In Wien wird eine grandiose Auswahl an Werken präsentiert (danach zeigt sie ab 15. März 2025 die Kunstsammlung Nordrhein-Westfalen in Düsseldorf). Darunter sind frühe Arbeiten wie das schon erwähnte Bild „Der Tod“ von 1908/09, das selten ausgestellte „Haus in der Allee“ aus demselben Jahr, ebenfalls vom Centre Pompidou geliehen, und „Das Atelier“ von 1911, das genauso gut von Henri Matisse sein könnte.
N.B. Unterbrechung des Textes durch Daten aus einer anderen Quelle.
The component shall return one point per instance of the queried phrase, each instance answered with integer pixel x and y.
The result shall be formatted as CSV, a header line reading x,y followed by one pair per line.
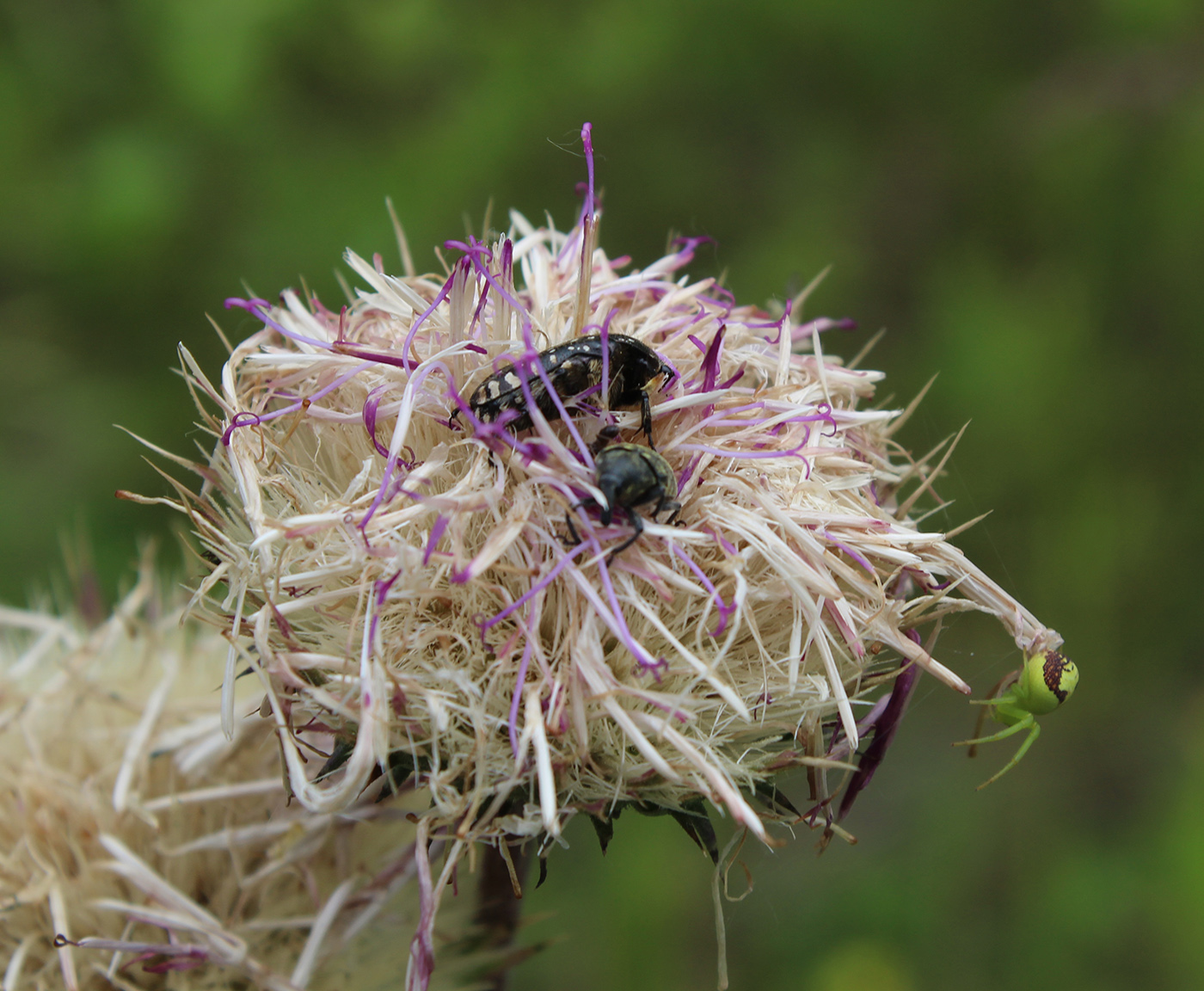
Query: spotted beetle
x,y
572,369
630,476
Gezeigt werden umwerfende Porträts, etwa das androgyne „Selbstbildnis“ von 1914 aus Basel und das zur gleichen Zeit entstandene, aber stilistisch ganz anders angelegte Pariser „Selbstbildnis in Grün“. Den Weg nach Wien geschafft haben auch so unterschiedliche Gemälde wie der meditativ klare „Rabbiner in Schwarz-Weiß (Der betende Jude)“ von 1914/22 aus Venedig, das kubistische Bild „Adam und Eva (Die Versuchung)“ von 1912 aus St. Louis, der dramatische, fast zwei Meter breite Baseler „Engelsturz“ (1923/47) oder „Die Gekreuzigten“ von 1944, ein Werk, das man, hat man es einmal gesehen, nicht mehr so leicht vergisst – besonders wenn man sich vor Augen hält, in welchem Jahr Chagall es malte. Dies ist lediglich ein kleiner Ausschnitt aus der Werkliste, die einem mit Nachdruck nahelegt, dass Urteile wie „Das ist ein typischer Chagall“ nur mit größter Vorsicht abzugeben sind.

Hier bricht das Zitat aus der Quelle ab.